This story appears in the November 2016 issue of National Geographic magazine.
YUKINORI KAWAE Nat Geo explorer
When Yukinori Kawae explores the Great Pyramids at Giza, he isn’t after treasure or lost chambers—he’s looking for dimensions. For all that the pyramids have been dug, scanned, and photographed, the exact measurements of many are still unknown.
Kawae first saw the pyramids in 1992 as a 19-year-old traveling from Japan to study them. He was disappointed: They were much smaller than he’d imagined. Today, as an archaeologist, he values every inch of the pyramids in his mission to preserve their unique stone construction.
For the past decade Kawae has been recording the sites in precise detail. He creates digital 3-D models of the pyramids using laser scanners and photogrammetry, a method that stitches together photographs and videos captured from different vantage points. He also mapped the unusual cave-like indentation on the side of Khufu, the largest pyramid, and made a model of the oldest pyramid before restoration work began.
With this information, he hopes to illuminate how the pyramids were built. Then he wants to enlist muography—an imaging technique that uses cosmic rays to scan a structure’s density and create a blueprint of its interior. Kawae compares his detailed examinations to a “crime scene investigation.”
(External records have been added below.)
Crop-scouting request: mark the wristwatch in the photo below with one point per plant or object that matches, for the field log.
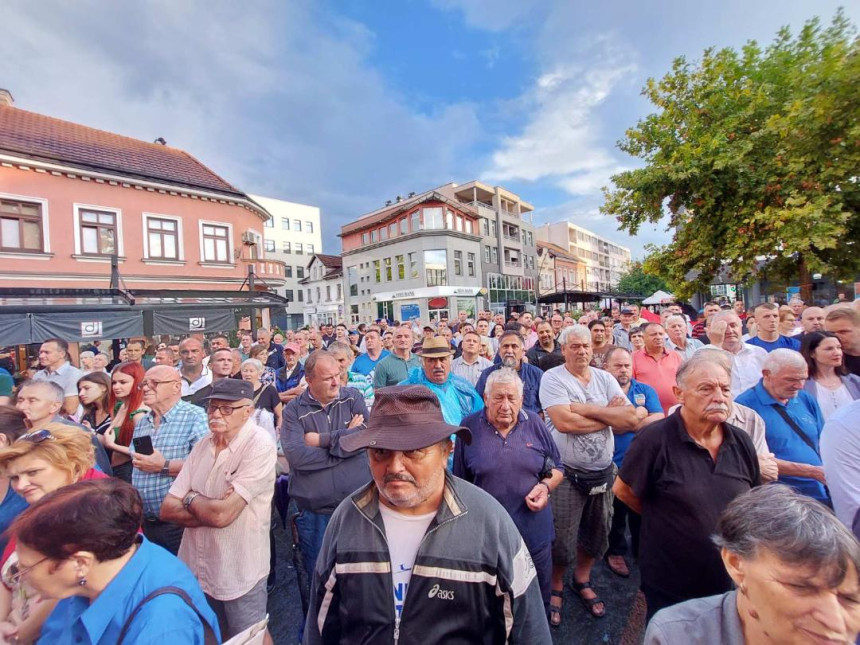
(186, 503)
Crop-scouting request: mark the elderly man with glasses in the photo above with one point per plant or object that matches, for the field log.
(223, 498)
(162, 441)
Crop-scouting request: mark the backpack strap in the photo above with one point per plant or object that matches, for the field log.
(209, 637)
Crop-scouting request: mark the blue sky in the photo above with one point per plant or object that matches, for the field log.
(345, 104)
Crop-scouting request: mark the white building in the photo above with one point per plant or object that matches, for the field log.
(323, 287)
(605, 261)
(293, 236)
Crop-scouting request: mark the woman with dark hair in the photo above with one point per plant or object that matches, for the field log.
(128, 410)
(829, 382)
(81, 546)
(94, 393)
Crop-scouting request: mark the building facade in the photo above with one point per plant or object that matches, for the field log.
(323, 286)
(293, 235)
(605, 261)
(508, 252)
(414, 258)
(72, 198)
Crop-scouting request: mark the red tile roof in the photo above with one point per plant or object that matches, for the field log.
(44, 138)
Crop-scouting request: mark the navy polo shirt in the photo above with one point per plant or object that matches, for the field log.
(783, 440)
(652, 404)
(530, 376)
(508, 468)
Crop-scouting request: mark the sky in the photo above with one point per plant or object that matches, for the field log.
(346, 104)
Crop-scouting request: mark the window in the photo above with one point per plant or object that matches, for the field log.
(433, 218)
(98, 232)
(20, 226)
(162, 239)
(436, 267)
(215, 243)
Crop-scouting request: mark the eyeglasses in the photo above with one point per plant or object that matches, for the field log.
(37, 437)
(152, 384)
(15, 573)
(225, 410)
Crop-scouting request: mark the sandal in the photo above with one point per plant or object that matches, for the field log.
(589, 603)
(555, 612)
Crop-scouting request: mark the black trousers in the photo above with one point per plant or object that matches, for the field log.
(622, 516)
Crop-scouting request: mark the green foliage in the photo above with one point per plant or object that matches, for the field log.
(751, 154)
(639, 282)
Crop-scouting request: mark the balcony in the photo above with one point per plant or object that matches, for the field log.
(270, 271)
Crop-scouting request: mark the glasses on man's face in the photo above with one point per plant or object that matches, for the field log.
(152, 384)
(15, 573)
(225, 410)
(37, 437)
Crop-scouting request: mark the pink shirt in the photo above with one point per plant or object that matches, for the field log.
(229, 561)
(659, 374)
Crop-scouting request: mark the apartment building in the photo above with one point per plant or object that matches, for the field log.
(323, 287)
(293, 235)
(418, 257)
(605, 261)
(508, 242)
Laser scans, cosmic ray detectors, and 3-D models have unearthed Indiana Jones-style mysteries and opened archaeological sites to researchers of all ages and nationalities across the world. Last year an archaeologist studying laser scans found hints of hidden chambers in King Tut’s tomb. In February a class at Harvard University “toured” a virtual reality version of Giza’s complexes built from scans and photographs. Crowdsourcing this information, Kawae says, “may solve the mysteries of the pyramids”—but walking the site “is equally important to sitting in front of the data.”
In high school Kawae became obsessed with the pyramids after watching a TV documentary. Now he’s quick to say that sweating under the Egyptian sun isn’t as glamorous as Hollywood portrays it.
His most exciting find so far? A pile of trash, unearthed a decade ago, which provided a glimpse into the daily lives of ancient people. The purpose of archaeology, Kawae says, is “to record everything about the past and to understand human beings. We are not treasure hunters. We need information rather than treasure.”